Ersöz, insanlığın en önemli ihtiyacının adalet olduğuna değinerek, “Dünyanın her tarafından mazlumlar, mağdurlar Türkiye’den yardım bekliyor. İslam iktisadının temeli adalettir, merhamettir, dayanışma ve paylaşmaktır. Bu unsurları da buradaki sempozyumun başlığında görüyoruz. Adaleti temin edemediğimiz sürece insanlığın huzur bulması da mümkün değildir. Adaleti tesis etmek temel görevlerimizden biri olması gerekmektedir.” ifadelerini kullandı.
Ekonominin değerlerden, inançlardan ve değer yağılarından etkilenen bir unsur olduğunu anımsatan Ersöz, şunları kaydetti:
“Gerek model ekonomi olsun gerek İslam ekonomisi olsun kişilerin inanç ve değerleri ekonomideki tutum ve davranışlarını biçimlendirmektedir. Ne kadar Müslümanca yaşayan bir topluma erişebilirsek o kadar İslam ekonomisinin unsurlarını da hayata geçirebilmek söz konusu olabilecektir. İslam’ın kendisi hayattır. Kişi kendini ne kadar İslam’ın esaslarıyla biçimlendirir, kuvvetlendirse, o anlamda İslam ekonomisini ortaya çıkartmak mümkün olabilecektir.”
- “Yeni bir evrensel ekonomik sistemin arayışının önem arz ediyor”
İstanbul Üniversitesi Rektörü Prof. Dr. Mahmut Ak ise bu tür toplantılarla İslam ekonomisinin farklı alanlarda tematik olarak öne çıkarılarak dikkati çekilebildiğini, sempozyumun, Türkiye ekonomisinin mevcut durumunun güçlü ve zayıf yönlerinin tespit edilerek analiz edilmesi, teorik ve pratik yönleri ile iktisadi sistemin işleyişinin yeniden ele alınması, sürdürülebilir, adil ve paylaşımcı niteliklere halis bir Türkiye ekonomisinin bugünü ve geleceğine yönelik rasyonel ve uygulanabilir model önerilerinin geliştirilmesi konularına katkılar sağlayacağını ifade etti.
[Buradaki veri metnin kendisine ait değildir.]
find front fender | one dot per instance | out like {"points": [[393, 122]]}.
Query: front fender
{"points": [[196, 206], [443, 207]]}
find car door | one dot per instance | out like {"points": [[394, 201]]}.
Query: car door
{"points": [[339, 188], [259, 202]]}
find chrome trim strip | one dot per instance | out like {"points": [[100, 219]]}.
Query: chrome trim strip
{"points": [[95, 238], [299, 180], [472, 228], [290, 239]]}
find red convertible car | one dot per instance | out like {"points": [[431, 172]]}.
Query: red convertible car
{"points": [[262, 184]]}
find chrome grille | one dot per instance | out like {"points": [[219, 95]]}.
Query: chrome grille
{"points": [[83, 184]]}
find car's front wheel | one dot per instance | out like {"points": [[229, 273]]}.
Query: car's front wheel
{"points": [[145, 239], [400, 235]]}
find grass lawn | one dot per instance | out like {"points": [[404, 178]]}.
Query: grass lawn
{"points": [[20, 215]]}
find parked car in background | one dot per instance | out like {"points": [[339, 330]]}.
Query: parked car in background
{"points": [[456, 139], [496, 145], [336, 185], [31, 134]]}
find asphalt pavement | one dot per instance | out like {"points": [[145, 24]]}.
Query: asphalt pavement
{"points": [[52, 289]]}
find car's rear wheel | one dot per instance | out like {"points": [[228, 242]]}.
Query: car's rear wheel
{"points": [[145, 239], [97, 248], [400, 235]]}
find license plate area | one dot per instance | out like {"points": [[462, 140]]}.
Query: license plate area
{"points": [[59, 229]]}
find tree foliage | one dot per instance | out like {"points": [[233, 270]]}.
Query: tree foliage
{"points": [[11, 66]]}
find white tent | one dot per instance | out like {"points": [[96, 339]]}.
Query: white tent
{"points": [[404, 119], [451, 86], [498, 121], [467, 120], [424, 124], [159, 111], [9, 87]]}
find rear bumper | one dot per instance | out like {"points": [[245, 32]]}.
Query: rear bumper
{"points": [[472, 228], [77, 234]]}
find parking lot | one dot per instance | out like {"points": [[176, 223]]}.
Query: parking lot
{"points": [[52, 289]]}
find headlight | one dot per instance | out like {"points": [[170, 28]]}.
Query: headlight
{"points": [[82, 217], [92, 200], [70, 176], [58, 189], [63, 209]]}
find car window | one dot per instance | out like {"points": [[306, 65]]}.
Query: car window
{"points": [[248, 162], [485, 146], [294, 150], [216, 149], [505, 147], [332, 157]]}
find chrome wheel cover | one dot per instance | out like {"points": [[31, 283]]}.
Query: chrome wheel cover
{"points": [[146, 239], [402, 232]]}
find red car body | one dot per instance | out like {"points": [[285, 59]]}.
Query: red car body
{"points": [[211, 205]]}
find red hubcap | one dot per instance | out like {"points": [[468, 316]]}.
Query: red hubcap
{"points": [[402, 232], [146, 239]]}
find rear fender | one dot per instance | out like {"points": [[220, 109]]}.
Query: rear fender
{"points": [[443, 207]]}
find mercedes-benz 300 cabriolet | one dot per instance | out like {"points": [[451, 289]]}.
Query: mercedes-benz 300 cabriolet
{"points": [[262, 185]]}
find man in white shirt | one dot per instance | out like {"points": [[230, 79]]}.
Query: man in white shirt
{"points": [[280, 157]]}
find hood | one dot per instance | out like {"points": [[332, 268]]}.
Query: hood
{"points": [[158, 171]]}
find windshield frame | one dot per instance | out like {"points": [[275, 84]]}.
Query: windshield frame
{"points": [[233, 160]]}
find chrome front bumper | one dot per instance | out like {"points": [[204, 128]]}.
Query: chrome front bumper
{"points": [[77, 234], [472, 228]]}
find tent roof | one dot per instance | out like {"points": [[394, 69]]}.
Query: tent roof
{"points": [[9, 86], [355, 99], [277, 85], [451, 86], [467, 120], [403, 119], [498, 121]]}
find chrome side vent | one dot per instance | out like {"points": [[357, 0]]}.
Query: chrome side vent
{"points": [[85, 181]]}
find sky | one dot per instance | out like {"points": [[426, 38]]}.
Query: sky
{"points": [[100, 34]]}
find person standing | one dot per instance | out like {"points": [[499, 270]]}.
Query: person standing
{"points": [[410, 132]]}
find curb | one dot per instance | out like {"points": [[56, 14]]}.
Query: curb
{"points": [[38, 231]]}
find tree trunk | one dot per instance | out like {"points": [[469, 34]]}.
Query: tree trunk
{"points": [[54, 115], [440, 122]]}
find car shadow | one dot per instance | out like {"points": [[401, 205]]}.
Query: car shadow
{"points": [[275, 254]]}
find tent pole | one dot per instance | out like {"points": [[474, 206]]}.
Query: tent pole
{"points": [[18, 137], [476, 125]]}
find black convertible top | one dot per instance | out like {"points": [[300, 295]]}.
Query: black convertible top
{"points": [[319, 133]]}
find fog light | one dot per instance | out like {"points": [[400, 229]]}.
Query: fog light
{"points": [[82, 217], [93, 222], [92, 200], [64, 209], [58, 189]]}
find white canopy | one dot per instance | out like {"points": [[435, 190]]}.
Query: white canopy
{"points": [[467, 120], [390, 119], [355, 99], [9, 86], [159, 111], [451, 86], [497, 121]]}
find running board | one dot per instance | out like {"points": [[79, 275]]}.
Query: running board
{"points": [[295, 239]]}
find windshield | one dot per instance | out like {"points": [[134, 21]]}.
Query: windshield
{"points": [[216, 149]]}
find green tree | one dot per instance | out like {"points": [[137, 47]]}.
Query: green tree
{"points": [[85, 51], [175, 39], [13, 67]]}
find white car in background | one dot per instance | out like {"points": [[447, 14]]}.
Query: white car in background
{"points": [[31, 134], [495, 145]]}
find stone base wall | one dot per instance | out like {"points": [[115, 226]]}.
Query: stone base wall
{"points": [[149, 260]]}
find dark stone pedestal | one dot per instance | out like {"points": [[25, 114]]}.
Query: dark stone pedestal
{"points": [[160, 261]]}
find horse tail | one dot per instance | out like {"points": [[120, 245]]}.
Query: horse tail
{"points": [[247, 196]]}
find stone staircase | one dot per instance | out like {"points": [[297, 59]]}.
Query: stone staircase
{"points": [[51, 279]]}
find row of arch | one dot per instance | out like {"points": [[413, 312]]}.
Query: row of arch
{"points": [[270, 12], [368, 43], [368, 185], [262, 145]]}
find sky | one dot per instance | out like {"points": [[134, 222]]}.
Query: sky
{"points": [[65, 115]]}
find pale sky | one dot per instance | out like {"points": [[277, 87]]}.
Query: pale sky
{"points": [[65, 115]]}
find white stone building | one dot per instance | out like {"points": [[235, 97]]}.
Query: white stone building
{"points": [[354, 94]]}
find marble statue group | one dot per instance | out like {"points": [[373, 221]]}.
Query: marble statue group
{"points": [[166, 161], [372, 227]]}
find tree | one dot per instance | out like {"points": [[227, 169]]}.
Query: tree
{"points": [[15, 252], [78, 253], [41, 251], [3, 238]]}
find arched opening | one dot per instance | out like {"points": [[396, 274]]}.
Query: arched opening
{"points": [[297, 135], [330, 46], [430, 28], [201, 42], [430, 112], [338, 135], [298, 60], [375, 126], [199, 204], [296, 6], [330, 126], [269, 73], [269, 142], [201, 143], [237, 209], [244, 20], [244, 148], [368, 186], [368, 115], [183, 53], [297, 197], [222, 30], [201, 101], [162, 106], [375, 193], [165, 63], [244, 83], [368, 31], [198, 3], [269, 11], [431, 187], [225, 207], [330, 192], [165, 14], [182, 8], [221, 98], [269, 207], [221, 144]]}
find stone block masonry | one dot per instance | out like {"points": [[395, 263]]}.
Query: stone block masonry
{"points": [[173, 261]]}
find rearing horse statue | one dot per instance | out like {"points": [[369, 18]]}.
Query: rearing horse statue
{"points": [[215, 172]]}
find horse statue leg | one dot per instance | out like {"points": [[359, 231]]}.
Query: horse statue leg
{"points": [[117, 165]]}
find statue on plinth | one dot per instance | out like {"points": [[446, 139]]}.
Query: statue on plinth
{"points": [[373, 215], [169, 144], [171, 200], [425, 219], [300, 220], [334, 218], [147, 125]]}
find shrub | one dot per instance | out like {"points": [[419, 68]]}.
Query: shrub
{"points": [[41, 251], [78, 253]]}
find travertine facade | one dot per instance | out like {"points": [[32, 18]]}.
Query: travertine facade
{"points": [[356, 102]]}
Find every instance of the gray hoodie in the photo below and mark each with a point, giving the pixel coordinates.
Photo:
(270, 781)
Ak, İslam ekonomisinin derin tarihsel köklere sahip olduğunu dile getirerek, “İktisat kelimesi, İslami değerlerden esinlenerek tasarruf etme ölçümlü ve dengeli anlamalarını ifade etmektedir. Din, kültür ve inanç toplumsal ve yönetsel düzeni derinden etkileyen önemli parametrelerdir. Dünyada birçok toplumda uygulanan en adil, teknik sistemlerden birisi olarak sürdürülebilir ekonomik kalkınma için kendisine has yaklaşımlara sahiptir.” diye konuştu.
Dünyada görülen temel sorunların başında yoksulluk, enflasyon, gelir dağılımı adaletsizliği ve işsizlik konularının geldiğini belirten Ak, adaletli, üretim ve paylaşım noktasından kaynaklanan hakkaniyetli dağılımlar ve adil fırsat eşitliğine dayanan yeni bir evrensel ekonomik sistemin arayışının önem arz ettiğini kaydetti.
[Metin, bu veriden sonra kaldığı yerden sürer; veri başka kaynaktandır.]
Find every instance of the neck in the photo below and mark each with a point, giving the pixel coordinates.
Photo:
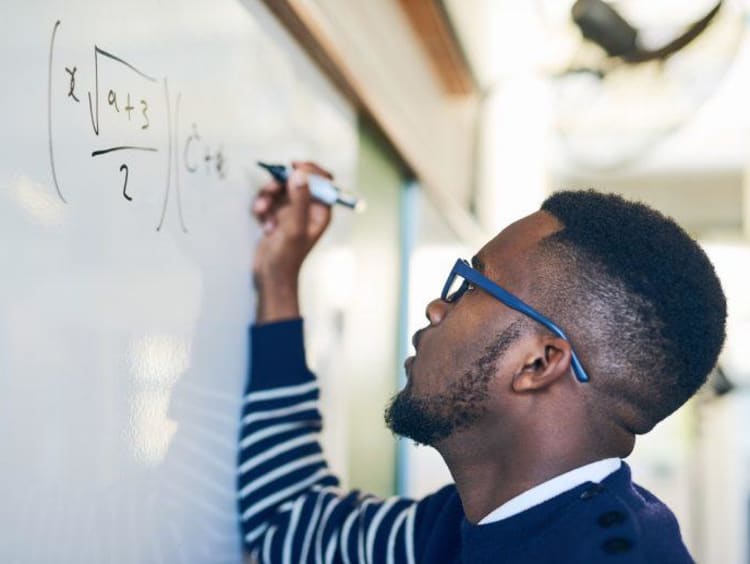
(489, 475)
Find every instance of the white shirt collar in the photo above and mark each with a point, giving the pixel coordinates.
(594, 472)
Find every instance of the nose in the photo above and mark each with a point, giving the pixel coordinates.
(436, 310)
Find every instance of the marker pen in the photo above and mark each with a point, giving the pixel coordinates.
(320, 188)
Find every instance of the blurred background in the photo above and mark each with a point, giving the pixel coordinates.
(470, 113)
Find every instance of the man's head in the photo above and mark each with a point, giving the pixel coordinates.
(636, 296)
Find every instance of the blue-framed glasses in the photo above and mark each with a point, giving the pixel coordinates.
(463, 276)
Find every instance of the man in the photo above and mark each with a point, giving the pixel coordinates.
(575, 329)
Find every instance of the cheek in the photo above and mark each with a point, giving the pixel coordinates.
(444, 357)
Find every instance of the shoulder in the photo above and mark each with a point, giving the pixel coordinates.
(622, 518)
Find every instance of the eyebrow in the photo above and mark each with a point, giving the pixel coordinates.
(477, 263)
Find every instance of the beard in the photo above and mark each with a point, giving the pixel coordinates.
(430, 419)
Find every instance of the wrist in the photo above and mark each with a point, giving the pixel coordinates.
(278, 300)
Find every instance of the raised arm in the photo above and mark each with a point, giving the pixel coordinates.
(291, 508)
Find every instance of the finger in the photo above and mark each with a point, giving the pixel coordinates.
(272, 187)
(319, 216)
(311, 167)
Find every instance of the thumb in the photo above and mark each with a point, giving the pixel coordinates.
(299, 197)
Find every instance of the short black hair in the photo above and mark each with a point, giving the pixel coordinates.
(641, 295)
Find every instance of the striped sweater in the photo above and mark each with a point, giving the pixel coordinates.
(293, 511)
(291, 507)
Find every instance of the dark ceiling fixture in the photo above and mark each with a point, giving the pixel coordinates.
(601, 24)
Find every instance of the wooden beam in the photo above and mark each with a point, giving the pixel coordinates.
(431, 24)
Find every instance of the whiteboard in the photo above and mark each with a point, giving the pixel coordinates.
(130, 135)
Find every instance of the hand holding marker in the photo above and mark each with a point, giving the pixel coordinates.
(320, 188)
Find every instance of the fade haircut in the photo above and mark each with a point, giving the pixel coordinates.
(640, 299)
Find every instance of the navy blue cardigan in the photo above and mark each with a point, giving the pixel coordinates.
(292, 509)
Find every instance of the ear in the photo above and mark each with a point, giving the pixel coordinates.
(546, 360)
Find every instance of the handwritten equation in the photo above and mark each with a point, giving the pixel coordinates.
(124, 104)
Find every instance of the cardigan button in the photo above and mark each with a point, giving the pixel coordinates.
(593, 491)
(617, 545)
(611, 518)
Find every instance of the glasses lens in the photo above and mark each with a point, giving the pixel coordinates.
(456, 288)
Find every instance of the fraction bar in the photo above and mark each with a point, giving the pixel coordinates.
(122, 148)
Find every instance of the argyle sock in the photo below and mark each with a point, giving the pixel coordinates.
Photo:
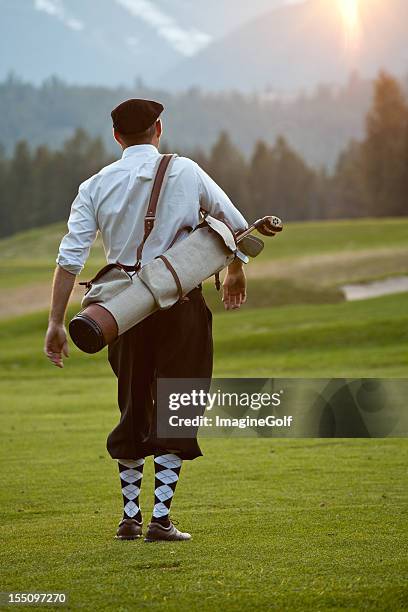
(131, 473)
(167, 468)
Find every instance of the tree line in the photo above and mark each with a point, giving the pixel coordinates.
(370, 178)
Ak, İslam inanç ve yaşayışını, temel dinamiklerin ve ilkelerin arz kaynağı olan düşünsel ve felsefi alt yapısının analiz edilerek çözümleme yapılaması durumunun ortaya çıktığını dile getirerek, “Üretim, büyüme ve sosyal refah bir birileriyle ilişkili kavramlardır. Üretim arttıkça ekonomik büyüme elde edilir ve bunun uzun dönem sonuçları ise sosyal refaha yansıma şeklinde meydana gelir. Sürdürülebilir bir iktisadi büyüme ve dünya piyasalarında rekabet edebilecek şekilde yenilikçi üretim modellerini uygulayabilmek için sosyal refahın olması ve insanların huzurlu şekilde yaşaması ve çalışması gerekmektedir.” değerlendirmesinde bulundu.
- “Amacımız, sürdürülebilir ve uygulanabilir alternatif modeller sunabilmektir”
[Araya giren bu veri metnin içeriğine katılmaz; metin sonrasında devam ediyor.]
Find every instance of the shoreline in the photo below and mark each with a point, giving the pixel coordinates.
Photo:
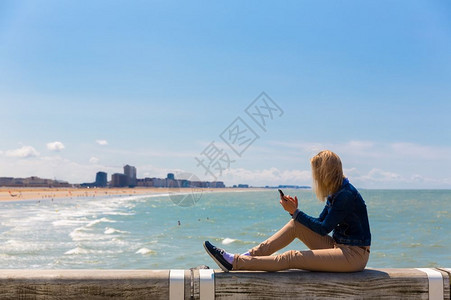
(26, 194)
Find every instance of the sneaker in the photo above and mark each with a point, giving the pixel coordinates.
(216, 254)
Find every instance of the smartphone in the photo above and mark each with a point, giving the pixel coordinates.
(281, 195)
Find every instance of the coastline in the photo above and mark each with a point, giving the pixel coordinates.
(26, 194)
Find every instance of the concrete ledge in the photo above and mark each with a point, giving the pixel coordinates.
(215, 284)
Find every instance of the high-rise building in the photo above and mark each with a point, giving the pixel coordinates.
(119, 180)
(130, 172)
(101, 179)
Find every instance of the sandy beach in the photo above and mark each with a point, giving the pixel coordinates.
(18, 194)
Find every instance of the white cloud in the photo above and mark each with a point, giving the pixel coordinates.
(24, 152)
(271, 176)
(93, 160)
(102, 142)
(55, 146)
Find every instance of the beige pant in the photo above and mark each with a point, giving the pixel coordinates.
(324, 255)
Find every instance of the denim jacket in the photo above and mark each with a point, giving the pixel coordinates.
(345, 213)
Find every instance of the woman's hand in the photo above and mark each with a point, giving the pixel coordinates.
(289, 203)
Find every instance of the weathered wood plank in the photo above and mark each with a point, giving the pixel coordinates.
(84, 284)
(447, 283)
(371, 283)
(154, 284)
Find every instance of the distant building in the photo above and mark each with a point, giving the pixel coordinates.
(217, 184)
(130, 172)
(119, 180)
(32, 181)
(101, 179)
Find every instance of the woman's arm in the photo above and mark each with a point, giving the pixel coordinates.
(327, 221)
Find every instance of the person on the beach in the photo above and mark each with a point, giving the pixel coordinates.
(345, 213)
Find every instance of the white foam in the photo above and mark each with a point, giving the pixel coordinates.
(102, 220)
(227, 241)
(109, 230)
(146, 251)
(76, 251)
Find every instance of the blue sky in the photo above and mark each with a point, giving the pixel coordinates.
(93, 85)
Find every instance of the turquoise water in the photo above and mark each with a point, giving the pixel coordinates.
(410, 228)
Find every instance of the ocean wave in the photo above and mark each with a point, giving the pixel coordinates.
(97, 221)
(146, 251)
(227, 241)
(110, 230)
(76, 251)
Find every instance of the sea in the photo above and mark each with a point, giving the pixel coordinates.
(410, 228)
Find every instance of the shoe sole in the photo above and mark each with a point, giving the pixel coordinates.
(216, 261)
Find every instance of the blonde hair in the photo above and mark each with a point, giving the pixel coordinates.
(327, 173)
İKDER Başkanı Mustafa Bolat da, sempozyumda iktisat tarihi, iktisadi büyüme ve kalkınma, finansal piyasalar ve sosyal politika alanında uzman ve yetkin akademisyenler eşliğinde geliştirilmiş model önerilerini ulusal ve uluslararası uzmanların ve ekonomik paydaşların müzakeresine sunduklarını belirtti.
Bolat, çalışmadaki amaçlarının sistemin aksayan yönlerini tamir etmeye yönelik olmadığını belirterek, “Amacımız, adil ve paylaşımcı yönüyle pergelin ayağı sabitlenen tarafında, ekonomik sıkıntılar ile bunalan dünyamıza sürdürülebilir ama aynı zamanda uygulanabilir alternatif modeller ve çıkış yolu sunabilmektir.” dedi.